Once the parameters were validated, AMPARs were assigned a diffusion coefficient. The average instantaneous diffusion coefficient (Dinst) was extracted from a distribution containing 90–95% of slow-moving AMPARs with an average Dinst between 0.00001 and 0.01 μm2/s and 5–10% of fast-moving AMPARs with an average Dinst of 0.1 μm2/s (10,13,15,17). In general, synaptic AMPARs have a Dinst ranging from 0.00001 to 0.01 μm2/s and extrasynaptic AMPARs have a higher average Dinst of 0.1 μm2/s. The distribution and average Dinst for AMPARs is shown in Fig. 5, A and B and Table 2. These numbers were utilized instead of the most common Dinst value of 0.1 μm2/s, which is not able to capture the fast diffusion for extrasynaptic AMPARs and slow diffusion for synaptic AMPARs (4).

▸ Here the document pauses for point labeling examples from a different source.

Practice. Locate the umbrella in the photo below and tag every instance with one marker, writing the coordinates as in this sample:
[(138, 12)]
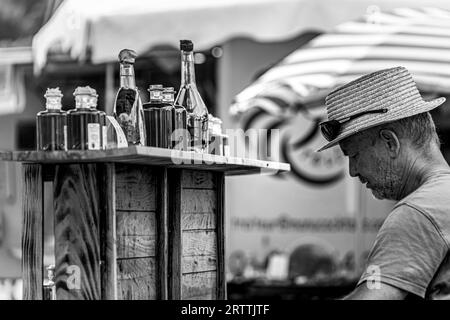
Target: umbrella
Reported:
[(418, 39), (290, 95)]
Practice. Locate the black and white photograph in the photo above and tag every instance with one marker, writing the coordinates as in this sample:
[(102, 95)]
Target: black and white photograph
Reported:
[(239, 152)]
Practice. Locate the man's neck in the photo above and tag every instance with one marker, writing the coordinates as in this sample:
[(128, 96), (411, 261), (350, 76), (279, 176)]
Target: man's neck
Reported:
[(420, 170)]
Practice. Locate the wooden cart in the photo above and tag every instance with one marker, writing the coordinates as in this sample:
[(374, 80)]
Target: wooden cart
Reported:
[(131, 223)]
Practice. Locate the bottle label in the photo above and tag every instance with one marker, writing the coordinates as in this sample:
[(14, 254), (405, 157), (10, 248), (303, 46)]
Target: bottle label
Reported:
[(105, 137), (94, 136), (121, 138)]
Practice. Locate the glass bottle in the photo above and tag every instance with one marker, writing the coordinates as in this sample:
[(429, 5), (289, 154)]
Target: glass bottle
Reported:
[(189, 97), (167, 114), (128, 109), (103, 125), (51, 128), (49, 285), (83, 123), (153, 115)]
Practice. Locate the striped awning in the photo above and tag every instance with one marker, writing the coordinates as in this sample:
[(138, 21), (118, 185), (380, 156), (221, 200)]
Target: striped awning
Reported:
[(418, 39)]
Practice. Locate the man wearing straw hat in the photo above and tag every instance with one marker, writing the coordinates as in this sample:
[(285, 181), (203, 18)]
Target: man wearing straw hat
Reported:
[(384, 127)]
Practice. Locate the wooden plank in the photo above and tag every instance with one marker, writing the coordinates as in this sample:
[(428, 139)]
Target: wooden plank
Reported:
[(221, 279), (128, 269), (32, 248), (198, 201), (135, 188), (77, 236), (195, 179), (136, 223), (163, 238), (199, 286), (196, 221), (136, 246), (108, 253), (137, 289), (175, 202), (199, 263), (199, 243), (149, 156)]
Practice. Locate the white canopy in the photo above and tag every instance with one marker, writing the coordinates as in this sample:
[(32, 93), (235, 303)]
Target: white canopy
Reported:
[(104, 27)]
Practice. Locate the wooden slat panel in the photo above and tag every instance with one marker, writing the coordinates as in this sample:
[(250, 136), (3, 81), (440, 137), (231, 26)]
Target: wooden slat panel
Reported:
[(135, 188), (196, 286), (163, 234), (198, 201), (221, 280), (137, 289), (174, 219), (195, 221), (199, 264), (136, 223), (136, 246), (199, 243), (32, 249), (195, 179), (108, 231), (128, 269), (77, 236)]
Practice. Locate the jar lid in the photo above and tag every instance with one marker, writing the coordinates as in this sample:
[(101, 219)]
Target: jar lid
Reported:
[(186, 45), (53, 92), (82, 91), (127, 56)]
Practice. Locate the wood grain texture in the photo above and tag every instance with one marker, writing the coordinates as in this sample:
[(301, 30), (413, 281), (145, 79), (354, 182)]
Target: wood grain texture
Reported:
[(32, 248), (108, 253), (221, 234), (196, 179), (150, 156), (136, 223), (198, 221), (162, 218), (198, 201), (77, 235), (136, 246), (174, 263), (135, 188), (199, 286), (137, 289), (128, 269), (202, 263), (199, 243)]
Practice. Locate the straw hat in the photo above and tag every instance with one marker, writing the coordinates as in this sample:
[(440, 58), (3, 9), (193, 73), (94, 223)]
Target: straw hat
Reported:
[(393, 89)]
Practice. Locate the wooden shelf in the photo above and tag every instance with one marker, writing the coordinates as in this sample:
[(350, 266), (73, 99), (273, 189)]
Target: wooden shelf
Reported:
[(150, 156)]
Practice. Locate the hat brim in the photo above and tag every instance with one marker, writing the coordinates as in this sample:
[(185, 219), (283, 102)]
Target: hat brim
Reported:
[(387, 117)]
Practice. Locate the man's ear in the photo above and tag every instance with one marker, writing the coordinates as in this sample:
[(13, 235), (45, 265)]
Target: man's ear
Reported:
[(391, 141)]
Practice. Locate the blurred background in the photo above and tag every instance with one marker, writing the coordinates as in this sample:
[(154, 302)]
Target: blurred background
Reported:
[(259, 64)]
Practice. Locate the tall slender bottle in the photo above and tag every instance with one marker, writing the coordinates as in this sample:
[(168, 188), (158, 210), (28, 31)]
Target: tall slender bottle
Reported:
[(189, 97), (51, 129), (128, 109), (153, 115), (103, 126), (83, 123)]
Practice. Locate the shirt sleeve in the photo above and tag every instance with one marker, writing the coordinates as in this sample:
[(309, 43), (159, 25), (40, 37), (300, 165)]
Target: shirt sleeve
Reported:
[(407, 252)]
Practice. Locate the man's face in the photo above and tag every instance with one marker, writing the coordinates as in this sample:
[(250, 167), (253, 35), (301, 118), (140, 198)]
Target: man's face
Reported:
[(369, 161)]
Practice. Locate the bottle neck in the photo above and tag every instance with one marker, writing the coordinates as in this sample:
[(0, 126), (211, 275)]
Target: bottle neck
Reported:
[(53, 103), (127, 79), (82, 101), (187, 68)]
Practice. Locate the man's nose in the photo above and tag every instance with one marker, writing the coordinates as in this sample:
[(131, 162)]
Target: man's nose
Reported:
[(352, 168)]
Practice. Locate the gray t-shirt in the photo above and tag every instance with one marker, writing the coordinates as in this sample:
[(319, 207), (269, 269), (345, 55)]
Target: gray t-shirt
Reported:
[(411, 250)]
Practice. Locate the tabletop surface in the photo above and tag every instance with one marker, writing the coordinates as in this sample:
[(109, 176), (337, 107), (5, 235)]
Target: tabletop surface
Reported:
[(150, 156)]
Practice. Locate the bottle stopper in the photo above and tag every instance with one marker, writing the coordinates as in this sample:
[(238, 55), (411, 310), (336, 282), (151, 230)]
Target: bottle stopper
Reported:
[(127, 56)]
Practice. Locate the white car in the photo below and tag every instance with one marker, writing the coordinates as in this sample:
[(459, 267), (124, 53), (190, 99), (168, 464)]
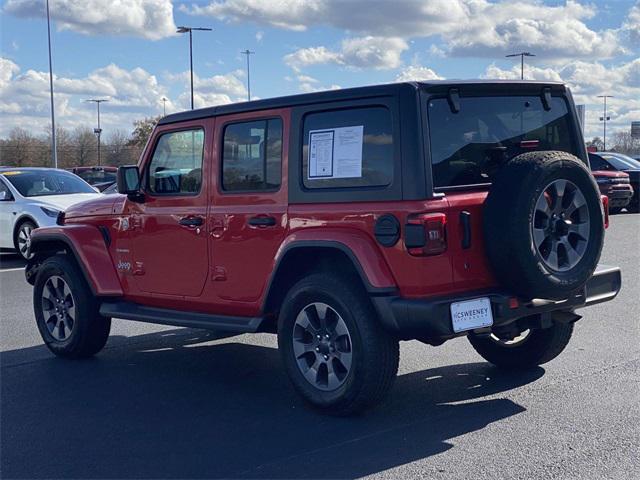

For all simulations, the mobility of AMPARs was increased by fivefold for the desensitized states to conform to the values published by Constals et al., intended to mimic AMPAR stargazin dissociation (17). The mean diffusion coefficient of NMDARs and other molecules was set to 0.00001 μm2/s.
Table 2.
Location | Average Dinst (μm3/s) | Number of receptors | |||||
---|---|---|---|---|---|---|---|
Extrasynaptic | 0.1 | 5 | 10 | 20 | 40 | 80 | 80 |
PSD | 0.01 | 19 | 19 | 19 | 19 | 19 | 0 |
PSD | 0.0005 | 38 | 38 | 38 | 38 | 38 | 0 |
PSD | 0.00001 | 29 | 29 | 29 | 29 | 29 | 29 |
The role of AMPAR diffusion in PPD was examined utilizing a 60 ms interpulse interval. The number of opened and desensitized AMPARs was recorded in control conditions or in conditions that the AMPARs were immobilized. The immobilization of AMPARs was achieved by setting the Dinst of all AMPARs to 0.00001 μm2/s (Fig. 5 C; Table 2). Immobilizing AMPARs failed to decrease the number of open AMPARs in response to the second glutamate pulse (Fig. 5, D–F; Videos S2 and S3). Rather than promoting more PPD, immobilizing AMPARs resulted in less PPD, shown as paired-pulse ratio (PPR) (PPR mobile, 0.78 ± 0.18; immobile, 0.93 ± 0.18; n = 20; ∗∗p = 0.0095 by unpaired t-test), which contradicts the diffusion hypothesis (4,17,19,33, 34, 35, 36). A different AMPAR gating kinetic scheme was used to compare the effects of changing the desensitization rates on the response with paired-pulse stimulation, as published in (4,23) (Fig. 2 gray box; Table 1). Immobilizing AMPARs once again failed to decrease the number of open AMPARs in response to the second glutamate pulse (Fig. 5 G), and less PPD was observed (PPR mobile, 0.82 ± 0.11; immobile, 0.95 ± 0.23; n = 10; ∗p = 0.048137 by one-tailed unpaired t-test), Moreover, when the original data presented in Fig. 1 of Heine et al. (4) was reanalyzed back in 2011, it revealed no change in PPR and when the neurons were matched by age, a trend of an increase in PPR after cross-linking the AMPARs was observed and communicated to all authors (PPR control, n = 17, 0.89 ± 0.32 and PPR X-Link, n = 12, 1.19 ± 0.79; p = 0.58 by Mann-Whitney test (4)). The only role for mobility was observed when an unphysiological large number of extrasynaptic AMPARs (a ratio of 3:1 extrasynaptic/synaptic) was combined with a different kinetic scheme (Fig. 5 H; Table 2, eighth column). Under those conditions, the immobilization of AMPARs increased the amounts of PPD in response to the second glutamate pulse (PPR mobile, 0.98 ± 0.26; immobile 0.77 ± 0.18; n = 10; ∗p = 0.032256 by one-tailed unpaired t-test).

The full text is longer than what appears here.